A quick story about a 'friendly' security audit, 500KB of JSON garbage, and why even your smallest hobby projects need basic protection.

A few days ago, my comments section had its first real baptism by fire. A friend of mine decided to practice some scripting and “light” web security—and naturally, my site was the guinea pig.

To be honest, the protection was non-existent. My comments API was basically wide open:

  • No rate limiting (Spam away!)
  • No captchas or session handling.
  • Zero request validation—if it was JSON, my backend liked it.

The “attacker” quickly realized that the PHP script just took any JSON payload and happily appended it to a file. The funniest part? It didn’t take a sophisticated botnet to bring it down—just a tiny Python script using requests.post().

Here is the “hacking tool” in question:

import requests
import time
from sys import argv, exit as sys_exit

# Simplified version of the script used
def send_comment(author, body):
    payload = {"author": author, "body": body}
    headers = {"Accept": "application/json", "Content-Type": "application/json"}
    
    response = requests.post(
        "[https://zenisoft.net.ua/comments.php](https://zenisoft.net.ua/comments.php)",
        json=payload,
        headers=headers
    )
    return response.json()

# ... you get the idea.

Technically, it wasn’t a masterclass in hacking, but it proved how fragile an unprotected endpoint is. My comments JSON file eventually bloated to about 500KB, filled with hundreds of spam entries. Luckily, since it was all just plain text, cleaning it up was easier than fixing a corrupted database.

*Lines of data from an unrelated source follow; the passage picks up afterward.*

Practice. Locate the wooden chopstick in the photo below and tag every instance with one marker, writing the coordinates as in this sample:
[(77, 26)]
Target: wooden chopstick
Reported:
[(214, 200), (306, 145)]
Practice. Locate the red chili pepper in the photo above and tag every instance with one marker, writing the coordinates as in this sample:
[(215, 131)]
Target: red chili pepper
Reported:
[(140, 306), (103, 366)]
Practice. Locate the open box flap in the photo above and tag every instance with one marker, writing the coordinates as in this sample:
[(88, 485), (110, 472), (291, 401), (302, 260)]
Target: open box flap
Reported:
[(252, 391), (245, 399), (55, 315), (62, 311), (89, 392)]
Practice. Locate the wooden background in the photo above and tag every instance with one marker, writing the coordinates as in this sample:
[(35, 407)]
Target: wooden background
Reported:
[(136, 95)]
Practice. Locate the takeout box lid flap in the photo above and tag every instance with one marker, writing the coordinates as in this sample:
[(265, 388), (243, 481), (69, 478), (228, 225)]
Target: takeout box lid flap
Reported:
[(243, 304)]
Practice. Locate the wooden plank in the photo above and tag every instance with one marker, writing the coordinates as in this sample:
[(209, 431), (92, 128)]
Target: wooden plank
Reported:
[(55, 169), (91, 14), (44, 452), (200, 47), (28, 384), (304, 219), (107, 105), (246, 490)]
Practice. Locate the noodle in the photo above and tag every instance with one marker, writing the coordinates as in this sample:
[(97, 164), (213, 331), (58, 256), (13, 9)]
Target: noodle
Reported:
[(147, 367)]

But they didn’t stop there. After the spam, they pulled out Bombardier to stress-test the server:

bombardier -c 250 -n 1000000000000 https://zenisoft.net.ua

Ironically, my hosting provider’s (Ukraine.com.ua) infrastructure-level protection kicked in faster than my own code did. The server stayed up mostly because the host did the heavy lifting for me.

What did I learn?

Even for a small hobby project, “minimal security” isn’t optional. It’s a necessity. I’ve since hardened the stack with:

  • Basic Rate Limiting: No more infinite posts per second.
  • Validation: Checking if the data actually makes sense before saving it.
  • Improved Logging: So I can see exactly who is “testing” things next time.
  • Cooldowns: Adding a mandatory wait time between comments.

The takeaway? I don’t see this as a “betrayal.” In my eyes, a technical attack on your own system is just an extremely aggressive bug report.

If someone can break your site in five minutes for fun, eventually someone else will do it for real. Instead of getting annoyed, I used this as a free security lesson to make the site a bit more robust.

Special thanks to the guy at themomer.ru for accidentally becoming my unpaid QA engineer.